What Are the Differences Between a Will and a Living Trust?
When people start working on their estate plans, they often confuse the terms “will” and “trust”, so we’ll be discussing will and living trust differences below. These actually both play very important and distinct roles in estate planning. The right choice for you will depend on your individual situation and preferences.
What Is a Will?
A will is a signed written document that details how your assets should be split up upon your death. Since it won’t go into effect until you actually die, it can be modified at any time during your lifetime, which is beneficial should you divorce, remarry, or have additional children. Your will should identify the “executor” of your estate. This person will file the will with the probate court and, once finalized, distribute the assets according to the terms that you have outlined.
What Is a Living Trust?
A living trust is a legal document that is created during your lifetime, and it takes effect as soon as it is signed by all relevant parties. The trust is funded by real estate, investments, checking and savings accounts, and other financial assets. You’ll manage these assets during your lifetime (unless you’ve named someone else the trustee). When establishing a trust, you can choose between either a revocable trust or an irrevocable living trust.
- Revocable living trusts are chosen by most people because the terms can be changed at any time by the grantor, the person who has created and funded the trust. This individual will usually appoint a successor trustee to manage the trust if they die or become mentally incompetent.
- Irrevocable living trusts are far less common since they cannot be altered once they’ve been signed. Once funded, the property in the trust is left in the control of the trustee. These kinds of trusts can be beneficial for some high net worth clients, but most people will find that a revocable living trust will better suit their needs.
Will and Living Trust Differences
Here are some of the most notable differences between a will and a living trust that you should keep in mind when creating your estate plan.
Property that is placed in a will does require the beneficiaries to go through the probate process to legally transfer the assets of the estate. It can take months to finalize the will in probate, leaving the assets inaccessible for your loved ones. They will also have to pay court and attorney fees, which can get quite expensive if your will is tied up in probate for an extended period of time. The terms of a will also become public record for anyone to read, while a living trust will remain confidential. This can be a great benefit for individuals who value privacy.

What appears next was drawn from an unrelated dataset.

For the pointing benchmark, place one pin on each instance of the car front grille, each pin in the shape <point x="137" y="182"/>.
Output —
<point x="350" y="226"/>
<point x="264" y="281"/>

Another advantage to using a trust over a will is that you can avoid the probate process altogether. A trust will identify who will own your assets upon your passing. It can be used to hold property for beneficiaries under defined terms, such as for minors or other relatives you worry would be irresponsible with the property. The trust can pay for the education, medical, and living expenses of the beneficiary until they reach the age you have specified in the trust. At that time, they would then have full access to the assets that you have left behind for them. Your successor trustee will be responsible for managing the trust under these conditions.
Covered Assets and Property
Including property and other assets in your will can ensure that they go where you want them to go when you die. A will can be used to designate beneficiaries for:
- Real estate property
- Funds in checking, savings, and money market accounts
- Valuable assets like cars, jewelry, furniture, and artwork
- Other personal property
However, a will cannot include assets that contractually pass down to a beneficiary upon your death, such as life insurance policies, retirement plans, and stock and bonds. These types of assets would need to be included in a living trust, which can distribute any type of property that it has been funded with.
If you’re a parent, it is important to use a will to appoint a guardian of any minor children you might have in the event that both you and your spouse pass away. Otherwise, the courts could select someone who you may not have wanted to raise your children. A living trust alone cannot be used to name a guardian, but you can use a pour-over will in conjunction with your trust to designate one.
Many people also use a pour-over will to ensure that any property outside their trust is transferred to the trust upon their death to be distributed to their heirs. This can help account for any property they don’t get around to transferring to the trust before they die. However, these assets will be subject to probate court and will likely take longer for the beneficiaries to access, so it’s essential to regularly review your estate plan.
A revocable living trust can include instructions on who should manage your affairs should you become incapacitated. This person should be someone you can trust, like a spouse, business partner, or lawyer, since they will be managing your estate matters on your behalf.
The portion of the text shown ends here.